Time Out Chicago
, September 2008
One morning, the late Karlheinz Stockhausen awoke from a dream that told him to take to the sky. Stockhausen envisioned four helicopters swirling in the clouds, with each of a quartet’s members tucked inside his own chopper, communicating through headsets, stringing away in sync to the rotor-blade motors. He immediately set forth to make that dream a reality. In 1995, Dutch film director Scheffer followed Stockhausen in the days leading up to the premiere performance of his Helicopter String Quartet in Amsterdam. The resulting film offers a rare glimpse of Stockhausen as he patiently dictates every agonizingly detailed measure to the Arditti Quartet. “Not bad,” he grumbles with dissatisfaction in a rehearsal. “We are approaching…our…goal.”
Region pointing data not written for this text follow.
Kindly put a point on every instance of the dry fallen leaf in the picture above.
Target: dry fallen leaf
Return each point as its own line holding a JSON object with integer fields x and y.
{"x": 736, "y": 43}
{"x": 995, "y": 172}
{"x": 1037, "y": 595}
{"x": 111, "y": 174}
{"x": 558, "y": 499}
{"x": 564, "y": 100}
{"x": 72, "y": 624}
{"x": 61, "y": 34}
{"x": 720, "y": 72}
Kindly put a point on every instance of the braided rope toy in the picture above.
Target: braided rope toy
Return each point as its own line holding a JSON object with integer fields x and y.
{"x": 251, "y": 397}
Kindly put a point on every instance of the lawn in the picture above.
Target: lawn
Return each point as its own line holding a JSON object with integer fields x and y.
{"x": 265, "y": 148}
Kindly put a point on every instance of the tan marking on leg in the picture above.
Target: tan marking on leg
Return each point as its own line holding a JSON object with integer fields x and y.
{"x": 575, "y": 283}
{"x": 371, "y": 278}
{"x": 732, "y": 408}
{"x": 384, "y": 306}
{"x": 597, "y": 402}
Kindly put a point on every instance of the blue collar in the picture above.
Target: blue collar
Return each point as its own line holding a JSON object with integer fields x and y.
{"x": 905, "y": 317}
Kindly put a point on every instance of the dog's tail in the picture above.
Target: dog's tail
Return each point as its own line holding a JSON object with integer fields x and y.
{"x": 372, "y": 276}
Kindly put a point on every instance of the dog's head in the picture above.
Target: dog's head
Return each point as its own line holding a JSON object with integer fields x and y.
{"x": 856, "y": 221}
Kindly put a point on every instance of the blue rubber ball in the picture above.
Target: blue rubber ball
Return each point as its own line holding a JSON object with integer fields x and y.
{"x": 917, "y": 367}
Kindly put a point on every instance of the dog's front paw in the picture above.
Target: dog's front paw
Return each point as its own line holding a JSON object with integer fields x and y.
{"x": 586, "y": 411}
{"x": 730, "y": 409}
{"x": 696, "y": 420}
The only composer on the cover of Sgt Pepper’s, Stockhausen wrote the quartet as part of his 29-hour cycle of seven operas titled “Licht.” But labeling this music an “opera” was as close as he came to convention. In the film, when asked if this is his first string quartet, he reluctantly nods—and says it will be his last. With an indomitable spirit, Stockhausen never adhered to well-worn models, always preferring to invent his own.
Alternating comfortably between English and German, the composer stresses that his earlier works, such as Kontakte, Gesang der Jünglinge and Gruppen, were efforts to create “musical space around human beings.” The Helicopter String Quartet is no exception. When the motors kick on and the four helicopters finally ascend in the film’s climax, it recalls the Ride of the Valkyries sequence in Apocalypse Now—but with the string musicians in the helicopters. This engaging and excellent DVD is, at its heart, the story of a laughably absurdist vision powerfully realized.